Du musst dein Leben ändern, sagt der Staat
Die Maßnahmen zur Bewältigung der Krise sind es erst, die uns die Krise spürbar machen. Sie kommen zunächst in staatlichen Geboten und Verboten zum Ausdruck, die dann tatsächlich in den Alltag eingreifen. Es ist das Leben mit diesen Vorschriften und den Einschränkungen, die uns daraus entstehen, was wir als reale Krise erleben. Damit wird auch sichtbar, wer „wir“ sind, die die Krise bewältigen müssen: „Wir“ sind die, die ihren Alltag ändern sollen, damit eine Krise bewältigt wird, die in diesem Alltag bisher gar nicht erlebt wurde.
Wenn der Eingriff in unser Leben, der zur Bewältigung der Krise notwendig wird, aber selbst als Krise erlebt wird, dann muss man fragen, was für eine Dynamik entstehen kann, wenn die Bewältigung der Krise nur durch eine Krise möglich ist. Die ökonomische Krise, die durch die Corona-Krise ausgelöst wurde, kann mit Mitteln der Wirtschafts- und Geldpolitik vielleicht noch behoben werden.
Aber die Krise der Kunst- und Kulturwelt? Die Theater und Museen sind wieder geöffnet, aber die Menschen meiden diese Orte, weil sie auf die Krise fixiert sind, die in der Zahl beschrieben wird. Sie halten sich an die Vorschriften, nicht, indem sie im Theater die Maske tragen, sondern indem sie auf den Theaterbesuch verzichten.
Nicht immer alles akzeptieren
Und mit einem Schlag ist die Philosophie, die doch durch Reflexion und Wesensbestimmung gerade Abstand zum Alltag gewinnen wollte (da sie zur Lösung der konkreten Probleme nichts beizutragen vermochte) mittendrin in den Fragen der Gegenwart. Vielleicht besteht das Krisenhafte dieser Gegenwart darin, dass wir die Krisen immer nur in einer einfachen Zahl messen, und dass wir immer wieder hoffen, die Reduktion dieser Zahl wäre eine Krisenbewältigung, obwohl wir schon sehen, und doch übersehen wollen, dass diese Krisenbewältigung im Alltag bereits eine neue, viel tiefere Krise auslöst. Und das ist eine Krise, die sich nur schwer in eine Zahl pressen lässt und die deshalb auch kaum zu bewältigen ist.
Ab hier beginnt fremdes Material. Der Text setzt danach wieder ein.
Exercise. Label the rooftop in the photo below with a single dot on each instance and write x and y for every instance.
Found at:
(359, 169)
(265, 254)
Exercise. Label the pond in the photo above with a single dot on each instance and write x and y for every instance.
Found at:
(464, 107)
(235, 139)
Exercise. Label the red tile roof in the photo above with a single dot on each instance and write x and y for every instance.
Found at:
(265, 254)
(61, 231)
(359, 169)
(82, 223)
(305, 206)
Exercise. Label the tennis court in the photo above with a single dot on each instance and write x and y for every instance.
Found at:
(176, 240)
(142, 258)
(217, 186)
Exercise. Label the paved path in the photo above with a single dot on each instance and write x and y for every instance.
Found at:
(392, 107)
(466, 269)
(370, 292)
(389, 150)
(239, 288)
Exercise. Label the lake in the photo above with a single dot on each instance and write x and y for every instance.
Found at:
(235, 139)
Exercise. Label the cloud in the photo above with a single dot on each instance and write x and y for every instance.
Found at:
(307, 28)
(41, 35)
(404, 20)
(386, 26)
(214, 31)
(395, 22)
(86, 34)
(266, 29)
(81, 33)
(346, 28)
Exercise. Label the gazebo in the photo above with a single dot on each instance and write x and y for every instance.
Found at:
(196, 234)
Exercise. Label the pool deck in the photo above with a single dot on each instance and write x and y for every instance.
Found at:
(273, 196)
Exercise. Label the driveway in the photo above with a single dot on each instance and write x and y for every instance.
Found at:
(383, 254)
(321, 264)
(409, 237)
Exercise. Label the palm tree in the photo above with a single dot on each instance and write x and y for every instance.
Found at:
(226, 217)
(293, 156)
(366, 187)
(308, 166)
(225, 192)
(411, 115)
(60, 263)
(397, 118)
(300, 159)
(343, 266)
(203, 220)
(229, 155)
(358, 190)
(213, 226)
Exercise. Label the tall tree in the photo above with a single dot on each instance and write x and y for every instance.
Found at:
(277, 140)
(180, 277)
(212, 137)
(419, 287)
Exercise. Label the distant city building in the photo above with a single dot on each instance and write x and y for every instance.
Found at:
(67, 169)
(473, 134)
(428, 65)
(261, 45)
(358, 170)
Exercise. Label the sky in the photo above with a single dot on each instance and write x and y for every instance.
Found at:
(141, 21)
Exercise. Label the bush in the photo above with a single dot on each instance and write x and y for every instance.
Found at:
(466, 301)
Wenn diese Überlegungen als philosophische Reflexion über Krisen angesehen werden können, stellt sich nun die Frage, was die Philosophie als Problemlösung anzubieten hätte. Offensichtlich nichts. Sie führt nicht zu einem Handlungsvorschlag, sie zeigt das Problem nur als noch größer, als es vorher schon erschien. Aber das ist nicht sinnlos, auch wenn es denen, die doch handeln und die Krise bewältigen wollen, als störend erscheinen muss.
Was die Philosophie zeigt, ist, dass man Verständnis haben muss für die, die die Vorschriften und Maßnahmen zur Krisenbewältigung nicht einfach hinnehmen wollen, die zweifeln und skeptisch sind und die das, was als Bewältigung gepriesen wird, auch als Gefahr und als neue Krise sehen. Auf der Basis eines solchen Verstehens ist es möglich, eine Diskussion darüber zu führen, worauf wir verzichten und was wir akzeptieren können, was uns wirklich wichtig ist und was wir an die Stelle dessen setzen können, was wir aufgeben müssen – damit irgendwann weniger Krisen bewältigt werden müssen.